Another thing that struck me about Albuquerque (and Santa Fe and Taos) was the extent to which art was actually and almost casually accepted as an aspect of the enhancement of daily life. By this I mean the number of homes and offices I went into where local art was displayed as a matter of course. I have not seen this in other parts of the country. It goes without saying that a lot of this is a reflection of a sense of belonging, a kind of regional chauvinism that recognizes that New Mexico is a special place with a unique heritage and landscape, and a desire to identify oneself (or one’s business) with it through possession and display of its imagery. This is a part of how one makes one’s home here, a part of the sense of being at home. And there’s no question that a lot of this operates on a kind of lowbrow, knee-jerk level of decorating with Native American kitsch and R.C. Gorman prints and easily satisfying landscapes from the Watercolor Society. There is a deeply conservative strain in Albuquerque’s make up as well, holding onto an imagined past and devoted to a form of “traditional” art. But I was quite amazed at the number of homes where you would see a painting by Andrew Dasburg or Raymond Jonson hanging on the wall. And it became quite common to see prints from Tamarind.

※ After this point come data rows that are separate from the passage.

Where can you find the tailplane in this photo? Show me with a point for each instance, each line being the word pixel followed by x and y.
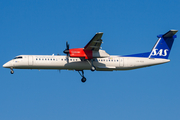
pixel 163 46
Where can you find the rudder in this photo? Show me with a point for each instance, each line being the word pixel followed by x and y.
pixel 163 46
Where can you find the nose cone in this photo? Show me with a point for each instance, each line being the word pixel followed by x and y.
pixel 7 65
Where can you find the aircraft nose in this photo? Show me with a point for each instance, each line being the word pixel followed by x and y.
pixel 7 65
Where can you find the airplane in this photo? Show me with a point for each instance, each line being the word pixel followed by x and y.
pixel 91 57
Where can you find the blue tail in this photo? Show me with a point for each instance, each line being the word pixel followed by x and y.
pixel 163 46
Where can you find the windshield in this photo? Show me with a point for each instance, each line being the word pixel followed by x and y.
pixel 18 57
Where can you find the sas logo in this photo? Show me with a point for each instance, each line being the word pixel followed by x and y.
pixel 160 52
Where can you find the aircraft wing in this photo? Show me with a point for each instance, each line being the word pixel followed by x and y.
pixel 95 43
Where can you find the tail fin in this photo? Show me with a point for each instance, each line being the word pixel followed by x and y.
pixel 163 46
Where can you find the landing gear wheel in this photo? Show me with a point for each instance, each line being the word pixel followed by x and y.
pixel 83 79
pixel 93 68
pixel 12 72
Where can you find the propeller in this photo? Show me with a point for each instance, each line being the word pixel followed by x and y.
pixel 66 51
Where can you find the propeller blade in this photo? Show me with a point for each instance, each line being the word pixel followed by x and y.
pixel 67 45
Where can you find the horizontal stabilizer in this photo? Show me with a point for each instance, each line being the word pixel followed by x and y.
pixel 170 33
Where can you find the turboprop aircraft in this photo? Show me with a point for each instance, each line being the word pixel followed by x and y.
pixel 91 57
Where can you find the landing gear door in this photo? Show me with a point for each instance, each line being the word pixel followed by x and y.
pixel 121 61
pixel 30 60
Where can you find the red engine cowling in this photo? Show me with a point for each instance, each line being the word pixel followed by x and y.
pixel 80 52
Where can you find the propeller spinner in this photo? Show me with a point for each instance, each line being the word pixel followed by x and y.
pixel 66 51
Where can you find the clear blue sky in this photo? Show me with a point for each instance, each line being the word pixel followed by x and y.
pixel 129 26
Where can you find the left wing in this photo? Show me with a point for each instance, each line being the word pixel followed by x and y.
pixel 95 42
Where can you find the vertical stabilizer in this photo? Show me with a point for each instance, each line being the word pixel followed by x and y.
pixel 163 46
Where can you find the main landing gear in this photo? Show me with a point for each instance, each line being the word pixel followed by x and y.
pixel 82 75
pixel 93 68
pixel 12 71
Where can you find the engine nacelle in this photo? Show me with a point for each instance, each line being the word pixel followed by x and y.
pixel 87 54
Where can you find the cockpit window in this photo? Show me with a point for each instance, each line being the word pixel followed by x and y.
pixel 19 57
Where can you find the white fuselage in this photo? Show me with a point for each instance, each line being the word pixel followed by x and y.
pixel 70 63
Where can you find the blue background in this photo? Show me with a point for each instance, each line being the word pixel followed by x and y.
pixel 42 27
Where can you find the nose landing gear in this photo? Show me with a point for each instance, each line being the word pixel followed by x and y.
pixel 82 75
pixel 12 71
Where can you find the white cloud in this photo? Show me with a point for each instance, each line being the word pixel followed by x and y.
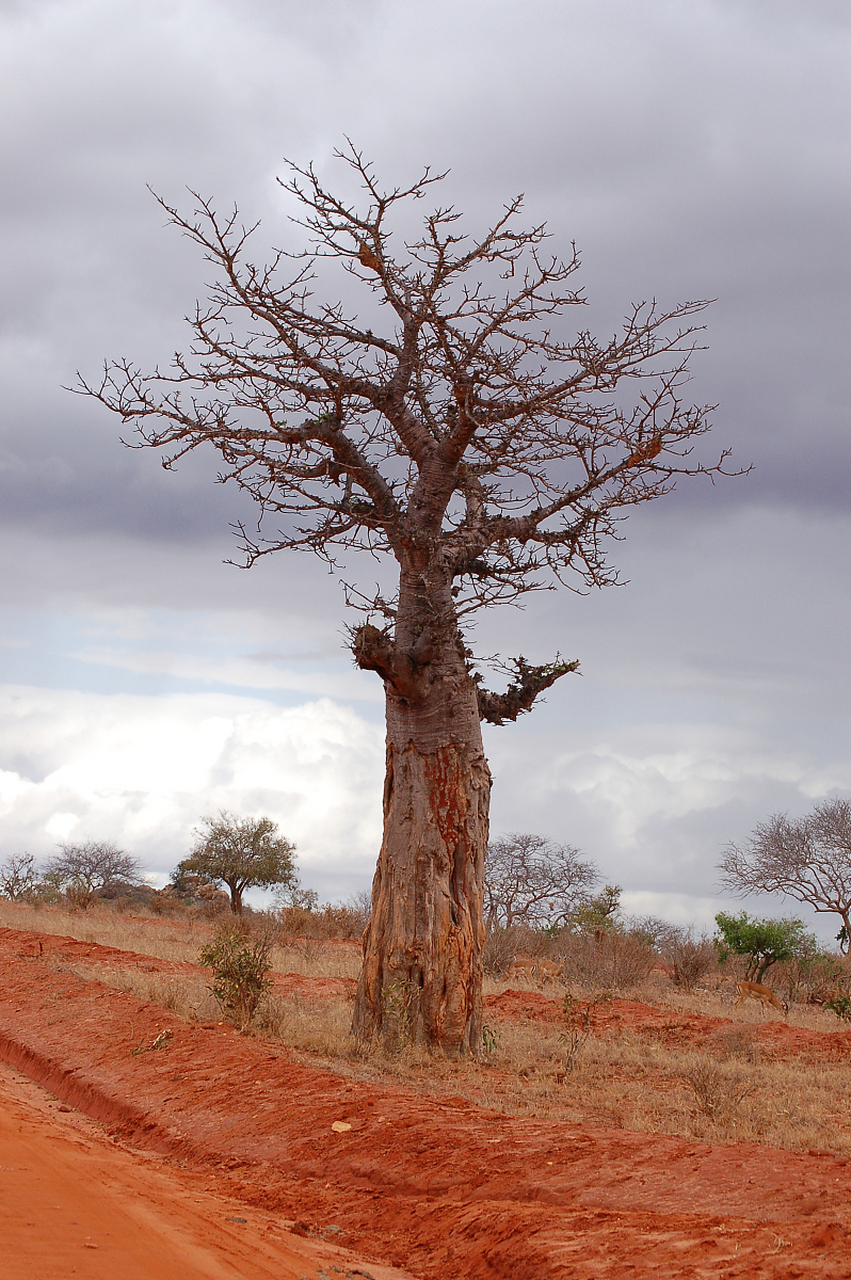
pixel 142 771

It seems that Albuquerque has always harbored a modest interest in serious art, a small—but in terms of per capita, quite astonishingly large—number of informed, college-educated citizens with a genuine concern for cultural affairs who will occasionally want to acquire for themselves a piece of genuinely challenging art. It was this potential clientele that Albuquerque’s burgeoning galleries in the late 1970s hoped to cultivate. And, to be honest, it was to this sort of interested party that Artspace Magazine was largely addressed; and indeed, much of its support came from this sector, who rallied to become patron subscribers or board members of the struggling non-profit publication.
Editor's note: This piece has been updated for accuracy regarding the history of Ray Graham’s studio.